Imagine a woman who acknowledges the full range of human emotion.
A woman who expresses her feelings clearly and directly.
Who allows them to pass through her as naturally as the breath.

Imagine a woman who tells the truth.
A woman who trusts her experience of the world and expresses it.
Who refuses to defer to the thoughts, perceptions, and responses of others.

Imagine a woman who follows her creative impulses.
A woman who produces original creations.
Who refuses to color inside someone else’s lines.

Imagine a woman who has relinquished the desire for intellectual safety and approval.
A woman who makes a powerful statement with every action she takes.
Who asserts to herself the right to reorder the world.

Imagine a woman who has grown in knowledge and love ofherself.
A woman who has vowed faithfulness to her own life.
Who remains loyal to herself. Regardless.

Imagine yourself as this woman.

“Imagine a Woman II” © Patricia Lynn Reilly, 1995
Excerpt: Imagine a Woman in Love with Herself (Conari, 1999)

Monday, February 1, 2010

Meeting my Own Grief


Meeting my grief, even if only halfway, sucks
the breath right out of my lungs.

Suddenly my bra is too tight.

My counselor said, look at that young girl’s stories
with compassion (I unhook the bra).

How to step into the gravity field of my own longing. *

I dream the river is rising. The big car rounds
the bend, makes a wide turn to avoid
splashing water at the crest of the hill.

I round up the kids, get us to higher ground,
look for a shortcut over that highway.
But a man says, only turnpikes, clover leafs,
You can’t get there on foot.

Swallow my grief? Or swim right through it?
I step into the river.

poem by me
*quote from David Whyte

Monday, January 18, 2010

Conversations with God

Love this book.

Here's an excerpt I particularly like:

"The most loving person is the person who is self-centered.

People think, "If I can just love others, they will love me. Then I will be lovable and I can love me." Deep down we've been lead to believe we are bad, unworthy, missing some essential ingredient and we have to behave well to be loved.

...Your first relationship must be with your Self. You must first learn to honour and cherish and love your Self. You must first see yourself as worthy before you can see another as worthy.

Honour your feelings means to honour the self.
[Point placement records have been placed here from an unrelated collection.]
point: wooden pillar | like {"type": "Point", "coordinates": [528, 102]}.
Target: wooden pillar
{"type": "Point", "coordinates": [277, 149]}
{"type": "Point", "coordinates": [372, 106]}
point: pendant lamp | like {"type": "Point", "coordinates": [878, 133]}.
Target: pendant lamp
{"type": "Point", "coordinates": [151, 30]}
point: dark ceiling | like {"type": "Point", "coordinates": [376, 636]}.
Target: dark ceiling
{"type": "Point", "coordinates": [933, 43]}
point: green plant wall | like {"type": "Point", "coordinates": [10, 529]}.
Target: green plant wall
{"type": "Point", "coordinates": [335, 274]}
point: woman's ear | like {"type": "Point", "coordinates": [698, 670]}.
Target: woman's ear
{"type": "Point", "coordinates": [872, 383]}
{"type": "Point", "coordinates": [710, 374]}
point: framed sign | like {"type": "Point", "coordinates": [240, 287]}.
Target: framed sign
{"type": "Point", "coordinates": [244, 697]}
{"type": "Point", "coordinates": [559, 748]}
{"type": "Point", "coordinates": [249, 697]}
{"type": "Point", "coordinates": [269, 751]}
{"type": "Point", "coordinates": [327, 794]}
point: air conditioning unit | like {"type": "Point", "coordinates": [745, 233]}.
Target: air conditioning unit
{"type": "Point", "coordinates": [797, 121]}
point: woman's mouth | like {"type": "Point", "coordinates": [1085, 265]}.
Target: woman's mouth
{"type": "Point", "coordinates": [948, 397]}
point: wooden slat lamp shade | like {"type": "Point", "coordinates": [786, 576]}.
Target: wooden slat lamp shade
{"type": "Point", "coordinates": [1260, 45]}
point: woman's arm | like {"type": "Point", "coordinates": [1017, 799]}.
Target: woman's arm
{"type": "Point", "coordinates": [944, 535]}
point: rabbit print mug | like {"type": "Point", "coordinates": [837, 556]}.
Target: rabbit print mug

Then you can honour the feelings of another. Have the feeling  and then you step back from the rage,  upset, disgust - you disown them as not who you want to be. You try them out until you realize you don't want to do that anymore - it's no longer who you want to be."

Friday, November 27, 2009

Keeping Things Whole

In a field
I am the absence
of field.

This is always the case.
Wherever I am
I am what is missing.

When I walk
I part the air
and always
the air moves in
to fill the spaces
where my body's been.

We all have reasons
for moving.
I move
to keep things whole.

- Mark Strand

Wednesday, November 25, 2009

Stepping Westward

Denise Levertov

What is green in me
darkens, muscadine.

If woman is inconstant,
good, I am faithful to

ebb and flow, I fall
in season and now

is a time of ripening.
If her part

is to be true,
a north star,

good, I hold steady
in the black sky

and vanish by day,
yet burn there

in blue or above
quilts of cloud.

There is no savor
more sweet, more salt

than to be glad to be
what, woman,

and who, myself,
I am, a shadow

that grows longer as the sun
moves, drawn out

on a thread of wonder.
If I bear burdens

they begin to be remembered
as gifts, goods, a basket

of bread that hurts
my shoulders but closes me

in fragrance, I can
eat as I go.

To all my women friends, who carry that basket, and bear those gifts.
I learned this poem in a poetry class with Fran Quinn, in New York City several years ago, in which we all learned the value of learning a poem by heart, and making it our own.